The Eighteen-cent Prexie
Ulysses S. Grant, who served two terms as the eighteenth President of the United States despite widespread government corruption in his administrations, is featured on the eighteen-cent Presidential stamp. The likeness came from a statue by Franklin Simmonds that stands in the Rotunda of the United States Capitol. Eighteen-cent Prexies were issued in sheet format only. They were first released on November 3, 1938. A total of 170,350,800 were issued through 1956.
Solo eighteen-cent Prexies were most commonly used to pay the postage and fee for a registered first class letter until the registry fees were raised in March of 1944. During the same period, eighteen cents covered the minimum registry fee plus the return receipt fee on free official mail sent from outside Washington, DC. Eighteen cents was also the rate for a registered letter to Canada, Newfoundland, or any PUAS country until 1945.

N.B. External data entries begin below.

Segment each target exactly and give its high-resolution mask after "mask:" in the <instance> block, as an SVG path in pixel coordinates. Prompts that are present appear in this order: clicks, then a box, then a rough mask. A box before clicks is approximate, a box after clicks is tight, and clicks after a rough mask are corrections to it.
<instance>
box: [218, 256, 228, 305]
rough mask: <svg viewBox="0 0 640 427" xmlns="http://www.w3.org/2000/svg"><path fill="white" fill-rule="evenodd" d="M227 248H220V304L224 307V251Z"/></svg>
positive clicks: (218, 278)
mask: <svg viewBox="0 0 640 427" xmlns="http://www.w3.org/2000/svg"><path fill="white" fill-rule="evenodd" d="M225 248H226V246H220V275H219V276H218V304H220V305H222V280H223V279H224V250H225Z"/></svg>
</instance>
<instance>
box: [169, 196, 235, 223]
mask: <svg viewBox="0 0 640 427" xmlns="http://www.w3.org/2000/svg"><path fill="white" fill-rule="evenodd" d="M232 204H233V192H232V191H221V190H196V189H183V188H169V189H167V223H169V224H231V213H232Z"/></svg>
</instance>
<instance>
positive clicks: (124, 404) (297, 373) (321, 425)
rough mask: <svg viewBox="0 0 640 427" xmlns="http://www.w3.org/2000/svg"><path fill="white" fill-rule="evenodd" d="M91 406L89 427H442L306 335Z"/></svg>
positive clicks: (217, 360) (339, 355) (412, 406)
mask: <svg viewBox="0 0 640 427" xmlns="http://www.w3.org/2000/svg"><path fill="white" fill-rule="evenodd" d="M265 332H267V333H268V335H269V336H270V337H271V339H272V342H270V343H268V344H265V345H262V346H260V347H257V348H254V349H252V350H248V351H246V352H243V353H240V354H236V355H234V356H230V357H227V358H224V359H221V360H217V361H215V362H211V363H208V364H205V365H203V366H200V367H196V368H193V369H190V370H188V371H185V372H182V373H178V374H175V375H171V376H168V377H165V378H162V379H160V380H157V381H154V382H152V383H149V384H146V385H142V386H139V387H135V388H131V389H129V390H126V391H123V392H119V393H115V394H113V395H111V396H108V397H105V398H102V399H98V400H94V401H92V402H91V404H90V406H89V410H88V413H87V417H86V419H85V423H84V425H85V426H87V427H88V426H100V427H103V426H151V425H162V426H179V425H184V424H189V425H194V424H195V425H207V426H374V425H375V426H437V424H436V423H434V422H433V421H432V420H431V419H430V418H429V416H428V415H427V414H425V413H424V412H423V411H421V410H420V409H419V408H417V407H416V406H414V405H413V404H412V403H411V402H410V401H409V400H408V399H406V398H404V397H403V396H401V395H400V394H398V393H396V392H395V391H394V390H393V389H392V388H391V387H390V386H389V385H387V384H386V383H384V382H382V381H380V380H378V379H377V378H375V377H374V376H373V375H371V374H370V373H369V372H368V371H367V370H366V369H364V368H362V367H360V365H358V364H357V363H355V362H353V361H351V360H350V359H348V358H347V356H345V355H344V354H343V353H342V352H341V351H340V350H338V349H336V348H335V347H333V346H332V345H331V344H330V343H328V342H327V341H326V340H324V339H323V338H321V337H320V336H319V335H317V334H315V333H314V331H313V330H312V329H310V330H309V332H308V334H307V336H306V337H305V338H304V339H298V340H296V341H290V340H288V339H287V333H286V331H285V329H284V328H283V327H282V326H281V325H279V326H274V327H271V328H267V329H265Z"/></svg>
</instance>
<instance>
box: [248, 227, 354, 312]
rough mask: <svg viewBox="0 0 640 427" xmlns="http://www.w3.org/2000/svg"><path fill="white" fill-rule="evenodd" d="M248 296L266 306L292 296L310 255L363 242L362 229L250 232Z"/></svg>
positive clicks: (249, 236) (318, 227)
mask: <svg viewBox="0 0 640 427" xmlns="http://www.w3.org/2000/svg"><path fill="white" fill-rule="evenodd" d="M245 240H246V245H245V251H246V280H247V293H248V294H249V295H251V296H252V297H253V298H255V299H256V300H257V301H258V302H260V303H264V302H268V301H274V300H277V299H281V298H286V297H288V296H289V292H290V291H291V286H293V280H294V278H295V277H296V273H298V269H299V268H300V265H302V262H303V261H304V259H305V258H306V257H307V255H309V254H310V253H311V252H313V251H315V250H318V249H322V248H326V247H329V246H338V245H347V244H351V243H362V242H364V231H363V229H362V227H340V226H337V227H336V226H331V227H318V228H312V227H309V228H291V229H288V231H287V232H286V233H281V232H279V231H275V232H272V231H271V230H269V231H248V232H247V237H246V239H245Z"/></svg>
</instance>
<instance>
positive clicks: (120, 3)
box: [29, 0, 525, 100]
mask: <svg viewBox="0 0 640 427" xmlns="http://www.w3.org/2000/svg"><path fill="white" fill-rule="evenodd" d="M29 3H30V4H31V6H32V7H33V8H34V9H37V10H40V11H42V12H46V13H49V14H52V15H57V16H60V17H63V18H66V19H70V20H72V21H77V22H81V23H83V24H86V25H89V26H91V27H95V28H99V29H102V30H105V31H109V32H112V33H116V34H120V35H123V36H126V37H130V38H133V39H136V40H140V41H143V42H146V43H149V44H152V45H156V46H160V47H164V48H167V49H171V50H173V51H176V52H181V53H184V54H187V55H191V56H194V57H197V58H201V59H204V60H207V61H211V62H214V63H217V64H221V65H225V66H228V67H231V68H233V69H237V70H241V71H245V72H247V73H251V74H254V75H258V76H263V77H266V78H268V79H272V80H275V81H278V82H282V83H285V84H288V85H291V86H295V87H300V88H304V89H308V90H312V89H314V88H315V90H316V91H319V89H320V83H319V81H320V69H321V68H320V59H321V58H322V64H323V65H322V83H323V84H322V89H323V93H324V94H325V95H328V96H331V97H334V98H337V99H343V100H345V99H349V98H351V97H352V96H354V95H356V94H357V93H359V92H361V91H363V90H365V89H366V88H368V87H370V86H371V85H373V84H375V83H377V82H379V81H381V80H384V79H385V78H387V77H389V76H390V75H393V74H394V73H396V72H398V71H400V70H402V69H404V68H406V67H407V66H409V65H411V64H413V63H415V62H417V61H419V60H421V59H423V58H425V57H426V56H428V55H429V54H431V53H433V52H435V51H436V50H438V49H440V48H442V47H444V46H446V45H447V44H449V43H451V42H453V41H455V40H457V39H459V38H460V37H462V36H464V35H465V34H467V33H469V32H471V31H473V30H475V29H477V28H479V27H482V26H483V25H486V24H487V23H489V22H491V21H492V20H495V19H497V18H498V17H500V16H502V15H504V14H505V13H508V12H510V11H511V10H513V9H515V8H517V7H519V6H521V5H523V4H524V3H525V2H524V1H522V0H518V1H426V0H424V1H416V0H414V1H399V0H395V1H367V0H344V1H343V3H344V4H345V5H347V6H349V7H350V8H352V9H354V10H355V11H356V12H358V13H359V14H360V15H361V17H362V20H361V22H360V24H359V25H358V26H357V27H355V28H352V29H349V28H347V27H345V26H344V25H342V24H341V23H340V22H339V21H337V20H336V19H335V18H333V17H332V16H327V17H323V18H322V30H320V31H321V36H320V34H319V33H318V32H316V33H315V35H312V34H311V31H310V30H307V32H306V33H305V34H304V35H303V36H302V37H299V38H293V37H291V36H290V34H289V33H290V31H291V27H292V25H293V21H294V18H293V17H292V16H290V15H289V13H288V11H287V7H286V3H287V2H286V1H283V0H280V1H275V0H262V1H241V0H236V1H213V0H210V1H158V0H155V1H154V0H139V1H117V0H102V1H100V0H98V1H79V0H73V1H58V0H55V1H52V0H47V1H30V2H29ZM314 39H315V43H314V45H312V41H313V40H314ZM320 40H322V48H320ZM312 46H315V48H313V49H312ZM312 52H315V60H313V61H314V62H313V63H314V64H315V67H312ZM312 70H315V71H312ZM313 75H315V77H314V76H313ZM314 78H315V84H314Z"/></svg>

Special delivery airmail letters cost eighteen cents at the eight-cent airmail rate until November, 1944, and at the five-cent airmail rate from October 1946 until the end of 1948. From the middle of April of 1939 until November 1 of the same year the rate applied to Canada as well, and again from October 1946 until the end of 1948.
Special delivery surface mail cost eighteen cents from the first of 1949 until 1952. The same rate applied to Canada.
A certified letter cost eighteen cents from roughly the middle of 1955 until the middle of 1957.
Other solo uses of the eighteen-cent Prexie are found in conncetion with fourth-class mail, as well as insured third-class.
Multiple charges can also result in use of a solo eighteen-cent prexie.